Saturday Dispatch
Hello on this wintry Saturday, wherever in the world this newsletter might find you.
I disappeared into a cosmos-sized rabbit hole this week, thanks to Claude Code. If you’re not already familiar, prepare to be. Claude Code is an arm of Claude, a generative AI assistant from Anthropic, one of several serious competitors in the AI race. Claude is like a sunnier, more attractive alternative to OpenAI/ChatGPT, which looks like a NASA interface in comparison. I’ve taken to using Claude after reading more about the founder, who seems to be the most vocal about the potential ills of AI as he builds very powerful AI.
Claude Code is effectively a coder/developer in your back pocket, to help regular people design and launch websites, apps, and programs. In one week, I used it to design (from the ground up) and launch two websites: my personal site, and another for my new restaurant in New Orleans. I’m not a particularly tech savvy person; after a few hours of fucking around in Claude Code, I was able to launch two sites that were honestly better than anything I had ever paid to have designed.

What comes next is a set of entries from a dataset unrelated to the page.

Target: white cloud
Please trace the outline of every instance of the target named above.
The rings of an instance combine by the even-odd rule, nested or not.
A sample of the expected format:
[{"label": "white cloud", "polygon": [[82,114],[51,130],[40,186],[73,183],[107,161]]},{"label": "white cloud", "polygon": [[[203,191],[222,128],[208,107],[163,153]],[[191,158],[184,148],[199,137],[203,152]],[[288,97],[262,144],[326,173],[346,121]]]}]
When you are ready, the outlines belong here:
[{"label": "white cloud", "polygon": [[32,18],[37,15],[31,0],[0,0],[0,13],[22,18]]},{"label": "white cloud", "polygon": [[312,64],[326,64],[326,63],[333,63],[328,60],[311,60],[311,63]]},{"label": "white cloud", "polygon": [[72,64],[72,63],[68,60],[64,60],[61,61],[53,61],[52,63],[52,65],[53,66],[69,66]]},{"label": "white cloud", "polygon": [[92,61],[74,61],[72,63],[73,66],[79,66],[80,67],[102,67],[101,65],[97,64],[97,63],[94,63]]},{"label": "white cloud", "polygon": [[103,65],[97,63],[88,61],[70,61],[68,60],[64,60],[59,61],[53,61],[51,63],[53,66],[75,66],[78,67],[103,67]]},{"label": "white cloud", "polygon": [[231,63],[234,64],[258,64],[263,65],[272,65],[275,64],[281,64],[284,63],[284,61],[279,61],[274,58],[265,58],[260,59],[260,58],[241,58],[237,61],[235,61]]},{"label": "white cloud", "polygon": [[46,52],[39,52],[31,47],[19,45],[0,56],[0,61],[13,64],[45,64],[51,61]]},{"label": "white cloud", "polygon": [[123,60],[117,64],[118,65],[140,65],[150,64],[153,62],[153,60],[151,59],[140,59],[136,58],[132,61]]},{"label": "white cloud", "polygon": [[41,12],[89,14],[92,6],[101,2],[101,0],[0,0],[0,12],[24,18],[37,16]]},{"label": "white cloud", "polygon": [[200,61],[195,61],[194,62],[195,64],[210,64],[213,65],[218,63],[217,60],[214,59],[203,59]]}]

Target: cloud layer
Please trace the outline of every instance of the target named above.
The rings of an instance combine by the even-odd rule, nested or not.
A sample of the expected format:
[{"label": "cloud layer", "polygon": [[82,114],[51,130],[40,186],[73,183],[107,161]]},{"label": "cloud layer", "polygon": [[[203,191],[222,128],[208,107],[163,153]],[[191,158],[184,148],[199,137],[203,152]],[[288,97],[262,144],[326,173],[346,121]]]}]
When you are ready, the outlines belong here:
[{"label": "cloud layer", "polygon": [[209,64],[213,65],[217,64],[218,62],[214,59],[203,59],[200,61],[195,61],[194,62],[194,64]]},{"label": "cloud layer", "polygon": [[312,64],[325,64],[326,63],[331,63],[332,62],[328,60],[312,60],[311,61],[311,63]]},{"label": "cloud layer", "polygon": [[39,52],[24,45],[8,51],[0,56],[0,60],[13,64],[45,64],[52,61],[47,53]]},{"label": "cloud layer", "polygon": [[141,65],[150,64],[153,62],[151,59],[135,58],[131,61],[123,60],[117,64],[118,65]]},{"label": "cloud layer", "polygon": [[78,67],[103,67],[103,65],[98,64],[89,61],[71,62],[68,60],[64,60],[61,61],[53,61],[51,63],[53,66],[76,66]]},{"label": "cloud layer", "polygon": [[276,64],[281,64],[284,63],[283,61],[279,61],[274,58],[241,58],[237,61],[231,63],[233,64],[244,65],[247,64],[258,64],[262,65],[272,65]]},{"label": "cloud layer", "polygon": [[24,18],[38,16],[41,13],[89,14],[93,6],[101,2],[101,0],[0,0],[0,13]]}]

Plenty of people smarter than me (there are a lot of them) have explored the ramifications of this potential sea change. As a business owner, it is incredibly exciting to think about the opportunities this technology opens up. After spending a week on Claude Code, I told my brother (a coder/developer) that his job was about to get really fucking easy, and that he might want to consider looking for a new job.
Late last year, I was completely charmed by the trailer for the film The Love That Remains, which went into limited release today. I was reminded about it after seeing a post from Criterion Collection. The director, Hlynur Pálmason, had made a companion piece to the film, called Joan of Arc, currently streaming on Criterion.
I watched it yesterday afternoon, and it was an inventive, beautiful, satisfying little film. Hlynur’s images are sumptuous moments, brilliantly photographed. The movie awakened something within me - I haven’t encountered a filmmaker that I’ve responded so strongly to in many years. It immediately took me back to my high school years, when I was writing scripts and making movies with my friend Pearce, who went on to study filmmaking at Temple University. I was filled with a sense of possibility, but also of melancholy at the realization that I might never be able to make something so beautiful.
After watching Joan of Arc, we watched Godland last night. Released in 2022, the film made waves at Cannes when it was released. I recall clocking it as something I wanted to watch, but never got around to it. It was an absolute stunner. I am still sitting with it today, but I remain bowled over with the beauty of Pálmason’s output. He seems to brilliantly capture the quiet moments, the in-between and underappreciated, the victories and defeats of everyday living. It’s such a powerful medicine to cure us from the tepid bullshit we are fed by Netflix and their ilk.
I’ve been going deep on interviews and press about Pálmason this morning. His images are so strange and powerful - if I worked at Dior, Gucci, Hermes, Chanel, or any other major fashion house with taste and a big budget, I would be reaching out to this guy to shoot my next campaign in a second.